How it affect your code density? Latencies?
in the current ISA I have 32 registers, and hardware context switch
14 registers are not saved, they are used to pass parameters on function call
16 registers are saved in hardware, it costs 4 clock ticks, they are usable for
local variables, local loop-indexes, local data, etc
exceptions and interrupts have their private space
when interrupted, the hardware switch the whole bank of registers
(both parameters pool and context pool), so you can call a function
from the ISR and it won't waste parameters once you go back
from the exception
the mechanism is very comfortable for the programer's point of view
at the price of making the pipelining (HDL implementation) more complex
current research shows that around 16-32 registers is optimal,
depending on whether you're using two- or three-operand instructions.

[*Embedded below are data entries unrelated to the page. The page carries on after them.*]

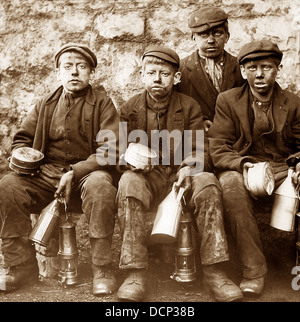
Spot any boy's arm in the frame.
[209,93,256,173]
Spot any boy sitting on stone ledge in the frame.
[117,46,242,301]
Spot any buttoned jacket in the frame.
[176,51,245,121]
[120,90,211,171]
[12,86,119,181]
[208,83,300,172]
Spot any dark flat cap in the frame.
[238,40,283,64]
[54,43,97,68]
[188,7,228,32]
[142,45,180,67]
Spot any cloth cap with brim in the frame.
[54,43,97,68]
[142,46,180,67]
[237,40,283,64]
[188,7,228,32]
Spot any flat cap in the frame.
[188,7,228,32]
[237,40,283,64]
[142,45,180,67]
[54,42,97,68]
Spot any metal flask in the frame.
[171,212,196,282]
[150,187,184,244]
[58,217,78,286]
[29,199,63,247]
[270,169,299,232]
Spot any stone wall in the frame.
[0,0,300,171]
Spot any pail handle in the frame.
[172,183,184,203]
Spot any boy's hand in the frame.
[243,162,254,191]
[175,166,192,193]
[54,170,74,205]
[203,120,212,133]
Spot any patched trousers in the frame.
[0,165,117,266]
[117,170,229,269]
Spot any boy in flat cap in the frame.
[208,40,300,295]
[177,7,244,131]
[117,46,242,301]
[0,43,119,295]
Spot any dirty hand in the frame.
[292,163,300,187]
[203,120,212,133]
[243,162,254,191]
[54,170,74,204]
[174,166,192,193]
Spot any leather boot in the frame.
[92,264,117,295]
[240,276,265,296]
[0,257,39,292]
[118,269,147,302]
[203,264,243,302]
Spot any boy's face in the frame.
[141,62,180,100]
[241,58,281,96]
[193,26,229,58]
[56,51,92,93]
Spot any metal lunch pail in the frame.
[29,199,63,247]
[248,162,275,197]
[270,169,299,232]
[150,187,184,244]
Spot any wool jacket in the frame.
[176,51,245,121]
[208,83,300,173]
[120,90,212,171]
[12,86,119,181]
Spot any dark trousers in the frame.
[0,165,116,266]
[117,171,229,269]
[219,171,267,278]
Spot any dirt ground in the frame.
[0,220,300,305]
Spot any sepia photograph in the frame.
[0,0,300,306]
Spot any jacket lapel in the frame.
[233,84,252,142]
[186,51,218,106]
[273,83,288,132]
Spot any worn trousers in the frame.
[117,171,229,269]
[219,171,267,279]
[0,166,116,266]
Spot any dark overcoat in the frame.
[208,83,300,173]
[12,86,119,181]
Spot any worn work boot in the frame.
[0,257,39,292]
[118,269,147,302]
[240,276,265,296]
[203,265,243,302]
[92,265,117,295]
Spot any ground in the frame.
[0,208,300,305]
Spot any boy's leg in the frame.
[191,172,243,302]
[0,172,54,291]
[80,170,117,295]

currently both the ALU and the ISA are designed with 3 sources
instructions can take three registers, or 1 register and 2 immediate data
the ALU always outputs 1 register
(plus an hidden register, e.g. used by multiply and division)

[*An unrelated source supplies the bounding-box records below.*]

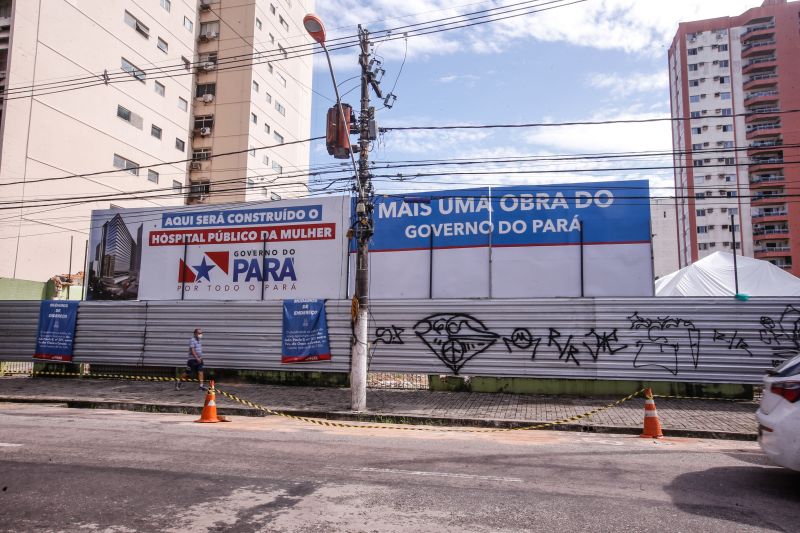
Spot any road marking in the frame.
[325,466,523,483]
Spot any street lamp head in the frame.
[303,13,325,44]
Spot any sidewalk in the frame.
[0,377,758,440]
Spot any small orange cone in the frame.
[639,387,664,439]
[195,381,230,424]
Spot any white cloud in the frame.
[318,0,761,59]
[586,69,669,98]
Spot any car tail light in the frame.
[769,381,800,403]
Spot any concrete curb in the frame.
[0,396,757,441]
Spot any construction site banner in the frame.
[87,196,350,300]
[366,180,653,298]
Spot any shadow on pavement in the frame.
[665,464,800,531]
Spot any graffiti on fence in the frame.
[414,313,500,374]
[375,305,800,375]
[758,304,800,366]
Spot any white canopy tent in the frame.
[656,252,800,296]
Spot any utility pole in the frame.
[350,25,382,411]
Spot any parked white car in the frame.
[756,356,800,471]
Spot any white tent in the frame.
[656,252,800,296]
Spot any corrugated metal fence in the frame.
[0,298,800,383]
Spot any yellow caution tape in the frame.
[25,371,645,433]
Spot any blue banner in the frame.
[370,180,650,251]
[281,300,331,363]
[33,300,78,361]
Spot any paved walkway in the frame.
[0,377,758,440]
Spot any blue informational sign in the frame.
[33,301,78,362]
[370,180,650,252]
[281,300,331,363]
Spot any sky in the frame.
[304,0,761,197]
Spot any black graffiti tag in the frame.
[414,313,499,375]
[503,328,542,359]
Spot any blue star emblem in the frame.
[194,257,214,281]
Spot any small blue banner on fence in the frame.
[281,300,331,363]
[33,301,78,362]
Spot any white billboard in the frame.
[362,180,653,298]
[87,196,350,300]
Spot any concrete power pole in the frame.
[350,26,382,411]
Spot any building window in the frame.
[125,11,150,39]
[117,105,131,122]
[192,148,211,161]
[122,57,147,83]
[114,154,139,176]
[194,83,217,98]
[200,20,219,39]
[194,115,214,130]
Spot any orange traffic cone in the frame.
[195,381,230,424]
[639,387,664,439]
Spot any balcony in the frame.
[742,39,775,58]
[742,72,778,91]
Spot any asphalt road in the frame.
[0,403,800,533]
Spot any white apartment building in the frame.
[650,198,680,279]
[189,0,313,203]
[0,0,313,281]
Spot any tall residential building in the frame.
[650,198,680,279]
[189,0,313,203]
[0,0,313,281]
[669,0,800,275]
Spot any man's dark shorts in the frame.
[186,357,203,376]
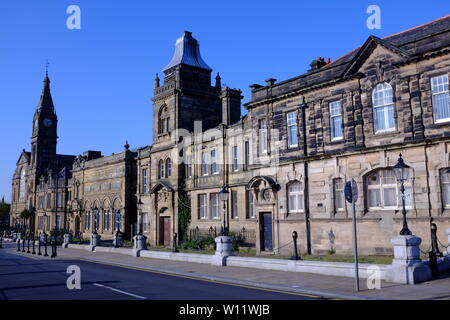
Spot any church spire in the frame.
[38,62,54,109]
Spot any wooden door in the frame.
[260,212,273,251]
[159,217,170,247]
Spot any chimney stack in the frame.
[220,87,244,125]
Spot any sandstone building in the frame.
[9,16,450,254]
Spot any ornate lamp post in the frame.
[394,154,412,236]
[93,207,98,234]
[219,186,230,236]
[136,199,144,235]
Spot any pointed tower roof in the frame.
[163,31,212,71]
[38,72,54,109]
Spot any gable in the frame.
[16,150,31,166]
[344,37,409,77]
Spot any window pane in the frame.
[442,183,450,206]
[383,188,397,207]
[331,116,342,139]
[367,189,381,208]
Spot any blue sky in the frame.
[0,0,450,200]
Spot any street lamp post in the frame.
[93,207,98,234]
[219,186,230,236]
[136,199,144,235]
[394,154,412,236]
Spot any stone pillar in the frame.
[89,233,101,251]
[386,236,432,284]
[113,231,123,248]
[446,228,450,259]
[133,234,147,257]
[212,236,234,266]
[62,233,72,248]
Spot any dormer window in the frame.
[372,82,395,133]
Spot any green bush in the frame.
[180,236,216,250]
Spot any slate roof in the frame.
[163,31,212,71]
[244,15,450,106]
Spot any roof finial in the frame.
[45,59,50,78]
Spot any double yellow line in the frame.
[79,258,323,299]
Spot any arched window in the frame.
[287,181,304,213]
[366,169,413,210]
[333,178,345,214]
[158,105,170,134]
[372,82,395,132]
[19,168,26,200]
[158,160,165,179]
[84,211,91,231]
[103,210,111,230]
[166,158,172,178]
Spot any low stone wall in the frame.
[227,257,387,280]
[140,250,213,264]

I can have up to 15 Cop-s, Cop0 is reserved for exceptions and interrupts
Cop1 is used for the DSP Engine, Cop2 is used by Cordic
Cop1 has 3 inputs and 2 outputs
Cop2 has 3 inputs and 3 outputs
How it affect your code density? Latencies?
switching from 32 registers to 64 registers
doesn't increase the code density,
without increasing the latencies
the code density is not itself optimal
the instruction's length usually takes
from 4 bytes to 12 bytes
applications are usually 2 times bloated